El liderazgo asiático también es evidente en el mercado internacional de subastas. Casas como Sotheby’s, Christie’s y Phillips han observado cómo compradores procedentes de Hong Kong, Singapur, China continental, Japón, Taiwán y Corea del Sur protagonizan cada vez más las pujas de mayor valor. En categorías como bolsos Hermès Birkin y Kelly, relojes Rolex, Patek Philippe o Audemars Piguet, joyería de alta gama y piezas de edición limitada, los compradores asiáticos representan una parte muy significativa de las ventas millonarias. En algunas subastas internacionales dedicadas exclusivamente a bolsos y accesorios de lujo, Asia concentra cerca del 40 % de los compradores registrados, una cifra que continúa aumentando conforme crece el número de grandes patrimonios en la región.

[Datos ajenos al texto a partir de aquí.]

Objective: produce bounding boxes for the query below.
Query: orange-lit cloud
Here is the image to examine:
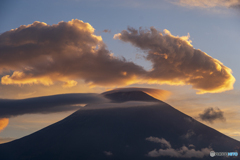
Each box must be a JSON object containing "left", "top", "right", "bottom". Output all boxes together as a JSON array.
[
  {"left": 114, "top": 27, "right": 235, "bottom": 94},
  {"left": 172, "top": 0, "right": 240, "bottom": 8},
  {"left": 0, "top": 19, "right": 145, "bottom": 87},
  {"left": 0, "top": 118, "right": 9, "bottom": 132},
  {"left": 0, "top": 19, "right": 235, "bottom": 93}
]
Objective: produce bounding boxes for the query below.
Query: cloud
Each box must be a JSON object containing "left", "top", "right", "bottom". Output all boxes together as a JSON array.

Actualmente, los principales hubs del lujo en Asia se distribuyen por especialización. Singapur actúa como el gran centro financiero y comercial del Sudeste Asiático; Tokio domina el mercado del lujo vintage y de colección; Hong Kong mantiene una posición privilegiada en las subastas internacionales y el comercio de arte y joyería; Shanghái es la gran puerta de entrada al mercado chino para las firmas internacionales; y Seúl se ha convertido en uno de los mercados con mayor consumo de moda y lujo per cápita del mundo gracias al auge de la cultura coreana y de una población joven con gran capacidad de gasto. Este desplazamiento del centro de gravedad hacia Asia ha transformado completamente la estrategia de las grandes maisons. Aunque Europa continúa siendo el lugar donde nacen muchas de las marcas más prestigiosas, es Asia quien impulsa gran parte de las ventas, del crecimiento y de la inversión futura del sector. Hoy resulta difícil entender la evolución del mercado global del lujo sin tener en cuenta el enorme peso económico de los consumidores asiáticos, que no solo compran más, sino que también lideran las tendencias, impulsan el mercado vintage y protagonizan las adquisiciones más importantes en las grandes subastas internacionales.